Join Fuzzer

Join fuzzer tests all types of hash and merge joins with up to 5 join keys and up to 3 payload columns with and without spilling.

At each iteration, fuzzer randomly picks a join type (INNER, LEFT, FULL, LEFT SEMI FILTER, LEFT SEMI PROJECT, ANTI), null-aware flag (if supported by the join type), number and types of join keys and payload columns. The fuzzer then generates probe-side and build-size inputs and constructs a Values -> HashJoin query plan. When generating build-side data, the fuzzer generates either an empty dataset or a 10% sample (with replacement) of the probe-side keys combined with randomly generated payload. When generating the join plan node, fuzzer shuffles join keys and output columns and randomly drops some columns from the output.

The fuzzer runs the query plan and compares the results with DuckDB.

The fuzzer then generates a set of different but logically equivalent plans, runs them and verifies that results are the same. Each plan runs twice: with and without spilling.

The logically equivalent plans are generated as follows:

  • Flatten possibly encoded join inputs.

  • Flip join sides:
    • LEFT(a, b) => RIGHT(b, a)

    • LEFT SEMI FILTER(a, b) => RIGHT SEMI FILTER(b, a)

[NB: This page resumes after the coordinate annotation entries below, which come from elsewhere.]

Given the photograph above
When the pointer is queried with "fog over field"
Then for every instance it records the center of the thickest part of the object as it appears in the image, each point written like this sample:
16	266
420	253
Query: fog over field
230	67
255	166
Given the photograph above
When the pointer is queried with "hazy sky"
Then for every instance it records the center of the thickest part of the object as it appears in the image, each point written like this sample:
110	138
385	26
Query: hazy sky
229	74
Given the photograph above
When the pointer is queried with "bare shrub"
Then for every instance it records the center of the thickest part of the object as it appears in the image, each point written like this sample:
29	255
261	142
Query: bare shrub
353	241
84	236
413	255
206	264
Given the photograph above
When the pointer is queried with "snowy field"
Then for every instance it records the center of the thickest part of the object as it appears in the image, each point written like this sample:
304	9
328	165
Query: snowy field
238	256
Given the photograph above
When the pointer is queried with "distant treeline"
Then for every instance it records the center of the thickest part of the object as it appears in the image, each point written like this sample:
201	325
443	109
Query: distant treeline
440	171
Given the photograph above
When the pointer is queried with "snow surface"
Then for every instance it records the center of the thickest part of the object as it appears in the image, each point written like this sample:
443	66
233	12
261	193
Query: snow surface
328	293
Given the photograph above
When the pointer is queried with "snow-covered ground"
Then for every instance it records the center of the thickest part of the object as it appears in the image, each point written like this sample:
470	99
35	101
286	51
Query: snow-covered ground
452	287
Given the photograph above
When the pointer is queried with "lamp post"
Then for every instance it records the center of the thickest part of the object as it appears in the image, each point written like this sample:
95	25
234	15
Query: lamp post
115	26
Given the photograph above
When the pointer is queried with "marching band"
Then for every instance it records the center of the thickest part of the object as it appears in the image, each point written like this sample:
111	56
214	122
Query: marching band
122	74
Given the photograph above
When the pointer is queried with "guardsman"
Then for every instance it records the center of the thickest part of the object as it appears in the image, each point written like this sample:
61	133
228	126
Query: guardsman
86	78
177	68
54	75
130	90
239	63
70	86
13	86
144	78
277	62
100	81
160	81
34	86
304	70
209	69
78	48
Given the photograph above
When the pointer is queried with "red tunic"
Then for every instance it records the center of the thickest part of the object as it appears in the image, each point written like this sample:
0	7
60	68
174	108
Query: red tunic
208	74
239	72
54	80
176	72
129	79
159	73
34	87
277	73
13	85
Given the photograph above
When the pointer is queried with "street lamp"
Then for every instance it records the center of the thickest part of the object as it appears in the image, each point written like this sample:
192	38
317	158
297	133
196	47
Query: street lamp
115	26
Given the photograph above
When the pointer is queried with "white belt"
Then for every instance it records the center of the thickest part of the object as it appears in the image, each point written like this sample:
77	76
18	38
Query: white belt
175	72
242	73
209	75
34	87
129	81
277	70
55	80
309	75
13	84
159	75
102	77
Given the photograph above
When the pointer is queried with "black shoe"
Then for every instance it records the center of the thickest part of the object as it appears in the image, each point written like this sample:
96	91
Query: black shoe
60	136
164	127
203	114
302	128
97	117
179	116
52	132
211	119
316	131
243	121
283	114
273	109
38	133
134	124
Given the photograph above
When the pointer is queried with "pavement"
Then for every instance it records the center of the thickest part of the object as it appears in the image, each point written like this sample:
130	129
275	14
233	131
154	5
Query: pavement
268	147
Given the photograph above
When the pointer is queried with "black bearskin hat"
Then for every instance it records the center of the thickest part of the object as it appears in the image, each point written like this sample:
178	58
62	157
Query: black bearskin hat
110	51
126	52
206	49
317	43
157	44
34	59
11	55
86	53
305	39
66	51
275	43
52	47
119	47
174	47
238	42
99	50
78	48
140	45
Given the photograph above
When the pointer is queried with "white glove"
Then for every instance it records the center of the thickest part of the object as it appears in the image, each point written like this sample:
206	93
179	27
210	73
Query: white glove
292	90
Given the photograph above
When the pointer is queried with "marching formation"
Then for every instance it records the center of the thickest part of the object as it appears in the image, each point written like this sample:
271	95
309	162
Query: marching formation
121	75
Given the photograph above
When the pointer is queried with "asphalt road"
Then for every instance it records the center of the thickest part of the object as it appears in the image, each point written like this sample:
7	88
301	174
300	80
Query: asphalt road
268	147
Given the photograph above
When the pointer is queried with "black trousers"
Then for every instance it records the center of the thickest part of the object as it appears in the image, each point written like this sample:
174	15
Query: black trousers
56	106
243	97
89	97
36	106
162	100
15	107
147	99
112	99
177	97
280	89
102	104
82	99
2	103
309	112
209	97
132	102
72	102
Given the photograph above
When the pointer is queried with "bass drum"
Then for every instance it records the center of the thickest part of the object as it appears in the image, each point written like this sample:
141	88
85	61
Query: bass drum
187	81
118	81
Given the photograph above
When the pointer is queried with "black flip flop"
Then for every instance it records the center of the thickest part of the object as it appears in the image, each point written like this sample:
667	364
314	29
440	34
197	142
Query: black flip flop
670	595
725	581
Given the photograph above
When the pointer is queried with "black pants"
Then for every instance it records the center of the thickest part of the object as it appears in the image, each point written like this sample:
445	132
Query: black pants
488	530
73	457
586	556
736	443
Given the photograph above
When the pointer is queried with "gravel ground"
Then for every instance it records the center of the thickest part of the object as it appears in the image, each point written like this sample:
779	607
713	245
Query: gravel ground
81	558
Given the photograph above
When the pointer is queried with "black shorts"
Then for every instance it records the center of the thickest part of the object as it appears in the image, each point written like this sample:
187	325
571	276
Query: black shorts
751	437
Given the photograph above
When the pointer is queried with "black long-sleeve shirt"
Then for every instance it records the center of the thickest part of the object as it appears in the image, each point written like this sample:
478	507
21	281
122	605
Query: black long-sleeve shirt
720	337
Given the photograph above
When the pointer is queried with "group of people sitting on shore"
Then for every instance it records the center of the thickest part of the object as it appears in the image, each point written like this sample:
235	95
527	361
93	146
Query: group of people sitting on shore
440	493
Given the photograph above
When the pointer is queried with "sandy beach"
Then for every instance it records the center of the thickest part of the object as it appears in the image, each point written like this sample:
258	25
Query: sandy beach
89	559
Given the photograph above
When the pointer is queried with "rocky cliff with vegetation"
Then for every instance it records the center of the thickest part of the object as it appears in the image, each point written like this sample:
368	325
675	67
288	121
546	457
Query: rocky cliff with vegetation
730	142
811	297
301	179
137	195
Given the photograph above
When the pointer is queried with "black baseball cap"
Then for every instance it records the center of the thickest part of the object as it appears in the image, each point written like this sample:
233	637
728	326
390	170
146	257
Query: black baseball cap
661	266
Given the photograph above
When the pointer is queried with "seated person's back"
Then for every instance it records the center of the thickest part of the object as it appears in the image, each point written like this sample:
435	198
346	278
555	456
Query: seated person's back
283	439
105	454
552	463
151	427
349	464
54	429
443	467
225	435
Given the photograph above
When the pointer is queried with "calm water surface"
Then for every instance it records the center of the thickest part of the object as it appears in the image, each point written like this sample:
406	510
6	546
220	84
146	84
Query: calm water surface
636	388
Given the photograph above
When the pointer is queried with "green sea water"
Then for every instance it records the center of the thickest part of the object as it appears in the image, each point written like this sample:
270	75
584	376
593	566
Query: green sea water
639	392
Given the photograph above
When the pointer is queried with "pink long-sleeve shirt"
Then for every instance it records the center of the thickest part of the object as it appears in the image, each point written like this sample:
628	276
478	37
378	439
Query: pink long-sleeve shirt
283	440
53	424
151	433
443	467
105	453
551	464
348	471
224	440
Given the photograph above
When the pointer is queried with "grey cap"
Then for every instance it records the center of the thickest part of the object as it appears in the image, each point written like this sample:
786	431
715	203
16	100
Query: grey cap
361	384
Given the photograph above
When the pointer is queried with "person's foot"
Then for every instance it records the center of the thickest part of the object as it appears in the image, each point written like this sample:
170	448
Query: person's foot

    • LEFT SEMI PROJECT(a, b) => RIGHT SEMI PROJECT(b, a)

  • Introduce round-robin local exchange before the join: Values -> LocalExchange(ROUND_ROBIN) -> HashJoin

  • Replace HashJoin with OrderBy(join keys) + MergeJoin for supported join types (INNER, LEFT).

How to run

Use velox_join_fuzzer_test binary to run join fuzzer:

velox/exec/tests/velox_join_fuzzer_test

By default, the fuzzer will go through 10 interations. Use –steps or –duration-sec flag to run fuzzer for longer. Use –seed to reproduce fuzzer failures.

Here is a full list of supported command line arguments.

  • –-steps: How many iterations to run. Each iteration generates and evaluates one expression or aggregation. Default is 10.

  • –-duration_sec: For how long to run in seconds. If both -–steps and -–duration_sec are specified, –duration_sec takes precedence.

  • –-seed: The seed to generate random expressions and input vectors with.

  • –-v=1: Verbose logging (from Google Logging Library).

  • –-batch_size: The size of input vectors to generate. Default is 100.

  • --num_batches: The number of input vectors of size –batch_size to generate. Default is 5.

  • --enable_spill: Whether to test with spilling or not. Default is true.

If running from CLion IDE, add --logtostderr=1 to see the full output.